Inlays and Onlays
Inlays and Onlays
Dental inlays and onlays are two ways to repair a tooth with minor to moderate damage. They are ideal for cracked, fractured, and decayed teeth where enough of the healthy tooth is left to make a crown unnecessary but where the damage is too severe for a filling. Inlays and onlays are a common choice to replace old fillings.
What Is the Difference Between an Inlay and an Onlay?
Inlays and onlays are almost the same — the only difference is that onlays are suitable for more extensive damage. An inlay sits within the edges of the tooth (called the cusps), whereas an onlay can cover one or more cusps.
The inlay or onlay procedure is carried out over two appointments. In the first, if your dentist needs to remove an old filling, decay, or damage, you will receive a local anesthetic. The dentist will then make an impression of your teeth to send to a lab. Inlays and onlays are often made of porcelain, which requires the dentist to specify the colour to ensure the dental work matches the natural tooth. At the end of the appointment, you will receive a temporary restoration to protect your tooth.
In the second visit, the dentist will fit the inlay or onlay over your tooth. After ensuring it fits perfectly, he or she will bond the restoration to your tooth using a resin adhesive.

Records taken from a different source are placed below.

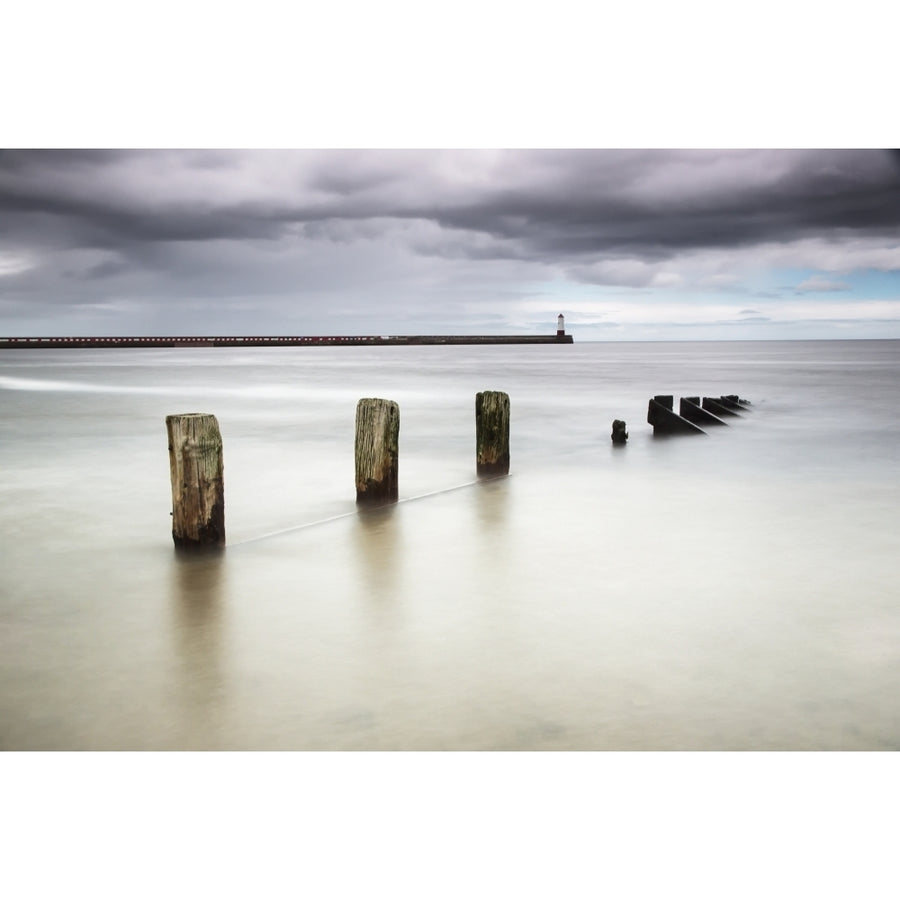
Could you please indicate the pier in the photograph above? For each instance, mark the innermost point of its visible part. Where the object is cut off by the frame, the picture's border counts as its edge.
(331, 340)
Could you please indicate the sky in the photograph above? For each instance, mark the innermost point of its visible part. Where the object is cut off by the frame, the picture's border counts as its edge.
(627, 244)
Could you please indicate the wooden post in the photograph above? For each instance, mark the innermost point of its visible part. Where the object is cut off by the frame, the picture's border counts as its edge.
(198, 487)
(492, 433)
(377, 440)
(619, 434)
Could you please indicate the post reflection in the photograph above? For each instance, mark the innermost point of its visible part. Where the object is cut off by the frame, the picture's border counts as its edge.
(376, 535)
(198, 626)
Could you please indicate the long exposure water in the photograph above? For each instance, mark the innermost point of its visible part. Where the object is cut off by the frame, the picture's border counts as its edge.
(729, 591)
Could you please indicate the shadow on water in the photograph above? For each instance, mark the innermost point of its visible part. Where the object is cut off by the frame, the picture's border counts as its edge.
(492, 503)
(376, 536)
(198, 626)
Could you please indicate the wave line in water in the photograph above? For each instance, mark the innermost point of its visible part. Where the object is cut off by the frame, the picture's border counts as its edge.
(363, 511)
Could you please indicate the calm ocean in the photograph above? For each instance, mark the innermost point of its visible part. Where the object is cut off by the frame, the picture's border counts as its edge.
(733, 591)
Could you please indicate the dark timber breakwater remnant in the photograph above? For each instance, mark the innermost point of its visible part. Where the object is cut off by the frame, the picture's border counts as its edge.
(331, 340)
(662, 416)
(377, 443)
(198, 487)
(492, 433)
(195, 454)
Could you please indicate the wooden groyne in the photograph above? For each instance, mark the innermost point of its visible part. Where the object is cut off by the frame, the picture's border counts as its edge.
(329, 340)
(692, 413)
(196, 467)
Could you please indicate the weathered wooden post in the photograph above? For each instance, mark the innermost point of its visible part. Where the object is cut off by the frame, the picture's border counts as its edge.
(619, 435)
(377, 440)
(198, 486)
(492, 433)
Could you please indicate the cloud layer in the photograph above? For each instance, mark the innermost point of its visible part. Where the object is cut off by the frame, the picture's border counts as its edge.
(360, 241)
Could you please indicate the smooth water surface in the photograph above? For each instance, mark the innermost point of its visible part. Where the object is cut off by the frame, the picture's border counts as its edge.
(728, 591)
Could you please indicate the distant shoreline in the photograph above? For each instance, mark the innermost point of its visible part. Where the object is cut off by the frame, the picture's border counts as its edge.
(37, 343)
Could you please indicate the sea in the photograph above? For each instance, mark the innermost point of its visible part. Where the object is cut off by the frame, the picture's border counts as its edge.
(734, 590)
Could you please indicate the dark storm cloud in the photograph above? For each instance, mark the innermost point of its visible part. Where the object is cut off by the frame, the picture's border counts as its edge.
(554, 206)
(440, 236)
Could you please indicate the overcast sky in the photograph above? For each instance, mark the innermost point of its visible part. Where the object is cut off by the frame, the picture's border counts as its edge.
(629, 245)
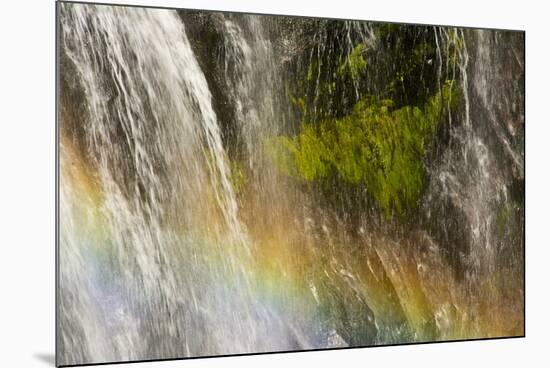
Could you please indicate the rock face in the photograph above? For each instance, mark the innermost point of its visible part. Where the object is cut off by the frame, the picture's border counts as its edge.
(235, 183)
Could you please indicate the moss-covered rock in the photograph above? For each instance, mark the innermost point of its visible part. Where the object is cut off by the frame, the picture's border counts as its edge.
(375, 145)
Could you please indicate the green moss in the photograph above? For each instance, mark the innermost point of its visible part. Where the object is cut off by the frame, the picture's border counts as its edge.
(354, 64)
(375, 145)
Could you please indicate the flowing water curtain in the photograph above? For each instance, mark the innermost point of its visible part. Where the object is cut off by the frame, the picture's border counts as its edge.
(179, 237)
(175, 243)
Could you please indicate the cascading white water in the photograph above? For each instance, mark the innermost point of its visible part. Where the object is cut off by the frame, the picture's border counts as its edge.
(163, 255)
(144, 85)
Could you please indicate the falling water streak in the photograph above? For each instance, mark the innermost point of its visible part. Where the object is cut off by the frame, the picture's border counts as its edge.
(179, 276)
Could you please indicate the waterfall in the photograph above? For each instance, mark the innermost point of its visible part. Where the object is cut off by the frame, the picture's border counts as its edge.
(180, 236)
(160, 178)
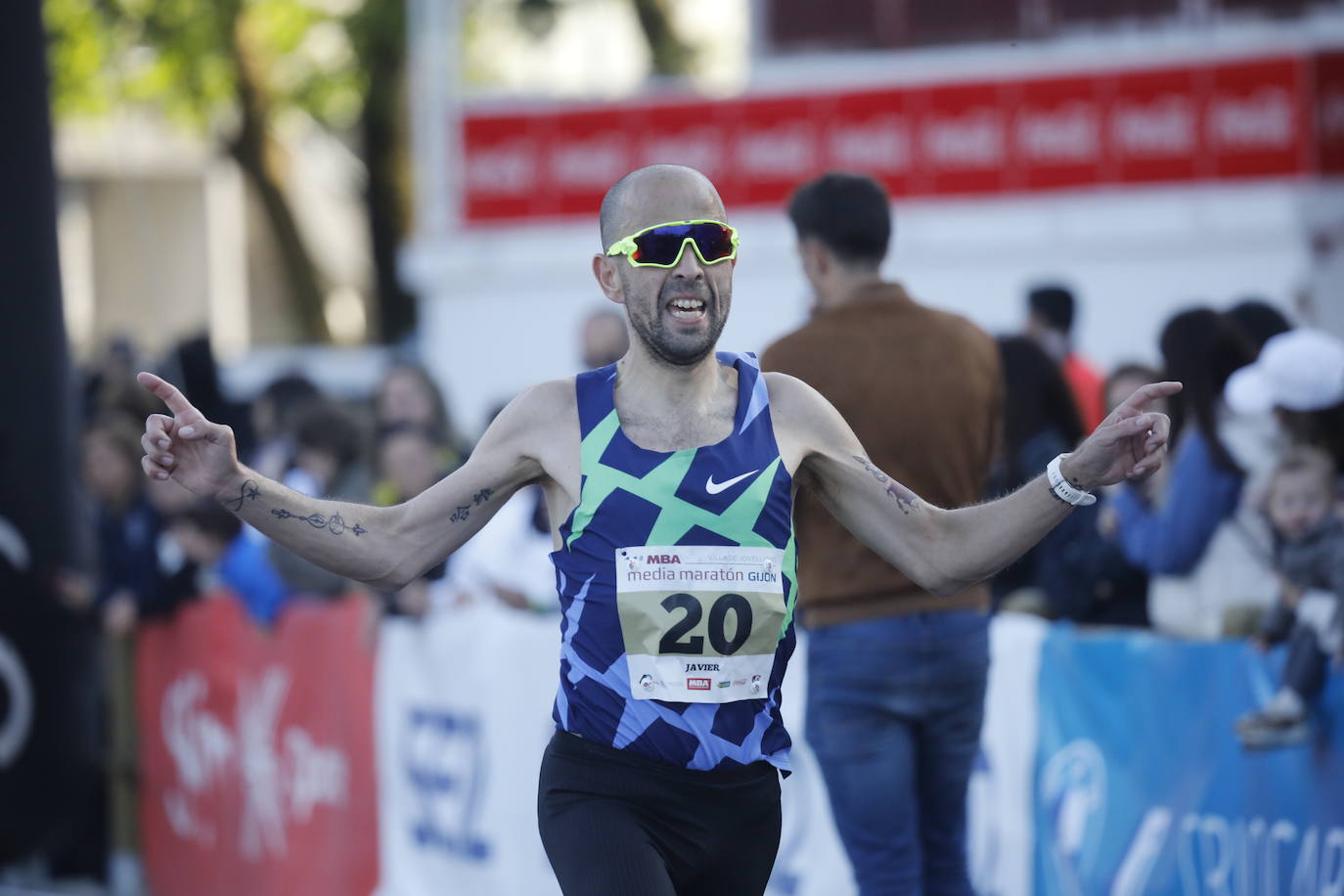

Benefits of Inlays and Onlays
Inlays and onlays have advantages over both crowns and fillings. For instance, to fit a crown, the dentist needs to remove some of the natural tooth. Inlays and onlays are bonded straight to a tooth, which maintains more of the tooth structure.
Compared to fillings, inlays and onlays are more durable — they can last up to 30 years. Plus, they strengthen rather than weaken teeth, sometimes by as much as 75 percent.